There are four additional members in the Welsh system, of which one party might receive two and the other two parties one each. The returning officer would then go, for example, to the party with the two additional seats, go to its list, and select the candidates who had the largest vote of the electorate.

The system in the Bill would have the returning officer simply selecting the party apparatchiks' first choice. My system would have the returning officer selecting the most popular candidate in that party, the candidate who had received the largest vote. It would therefore be a matter for the supporters of each party to decide which individual candidate would be elected.
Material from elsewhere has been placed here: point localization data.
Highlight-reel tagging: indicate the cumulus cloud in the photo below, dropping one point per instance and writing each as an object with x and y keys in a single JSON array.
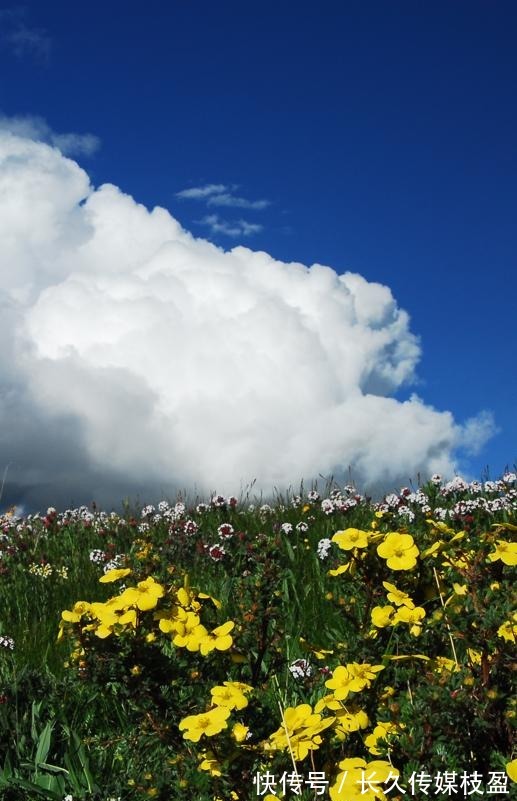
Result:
[
  {"x": 21, "y": 38},
  {"x": 227, "y": 199},
  {"x": 138, "y": 359},
  {"x": 201, "y": 192},
  {"x": 32, "y": 126},
  {"x": 221, "y": 195},
  {"x": 233, "y": 228}
]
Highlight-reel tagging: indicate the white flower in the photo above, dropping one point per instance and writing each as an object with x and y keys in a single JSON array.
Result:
[
  {"x": 300, "y": 669},
  {"x": 327, "y": 506},
  {"x": 216, "y": 552},
  {"x": 324, "y": 546},
  {"x": 225, "y": 531}
]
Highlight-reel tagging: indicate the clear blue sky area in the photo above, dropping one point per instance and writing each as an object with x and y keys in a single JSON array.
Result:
[{"x": 383, "y": 135}]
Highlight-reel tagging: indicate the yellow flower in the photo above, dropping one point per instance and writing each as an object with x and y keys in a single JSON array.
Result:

That is why it is called the open list.

As we have seen in both Wales and Scotland the danger of the Government's proposition in selecting the lists is that there is an effort at cleansing the list of those people who the governing party might think are part of the awkward squad, especially by the Labour Party. I am told that they are called loyalty test questions. That is very much up to the party opposite. The electoral system would be brought into disrepute if the electorate felt that it had to vote for a party and had absolutely no say about the choice of the individual candidates who should rank in first, second, third or fourth place in the Welsh system.

The open list is fair, clear and gives the electorate not only the opportunity to indicate which party they wish to support but the candidate within that party. A number of your Lordships who have intervened in debates on other issues, especially the European Parliament issue, may feel moved to intervene today. We can see if there is a measure of support in your Lordships' House to move from the closed list system--which is fundamentally anti-democratic--to the open list system. In case anyone chides me, my decision to table amendments to the additional member system in no way negates my feeling that we would be far better off with a system of first past the post. I beg to move.